If I declare an integer in fortran as: INTEGER(C_INT) :: i then, if I understand correctly, it's safe to be passed to a C function. Now disregarding the added headache of always declaring integers this way, is there any reasons not to always declare your variables as C-interoperable? Is there any downside to doing so?

Also, in the case of something as simple a an integer, what exactly does the C_INT change from a traditional Fortran integer?

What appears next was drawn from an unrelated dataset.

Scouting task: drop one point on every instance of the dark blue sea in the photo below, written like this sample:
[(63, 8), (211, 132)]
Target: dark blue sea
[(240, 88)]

Are Fortran and C integers actually different?

Answer 1

The C integer size is usually fixed because the OS is compiled using C and the system bindings are published as C headers. The operating system designers choose one of the common models like LLP64, LP64, ILP64 (for 64-bit pointer OS's) and the C compilers then follow this choice.

But Fortran compilers are more free. You can set them to a different configuration. Fortran compiler set to use 8-byte default integers and 8-byte default reals are still perfectly standard conforming! (C would be as well but the choice is fixed in the operating system.)

And because the integers in C and in Fortran do not have to match you need a mechanism to portably select the C interoperable kind, whatever the default kind is.

This is not just academic. you can find libraries like MKL compiled with 8-byte integers (the ILP64 model, which is not used by common operating systems for C).

So when you call some API, some function whose interface is defined in C, you want to call it properly, not depending on the settings of the Fortran compiler. That is the use case for the C-interoperable types. If a C function requires an int, you give it an integer(c_int) and you do not care if the Fortran default integer is the same or not.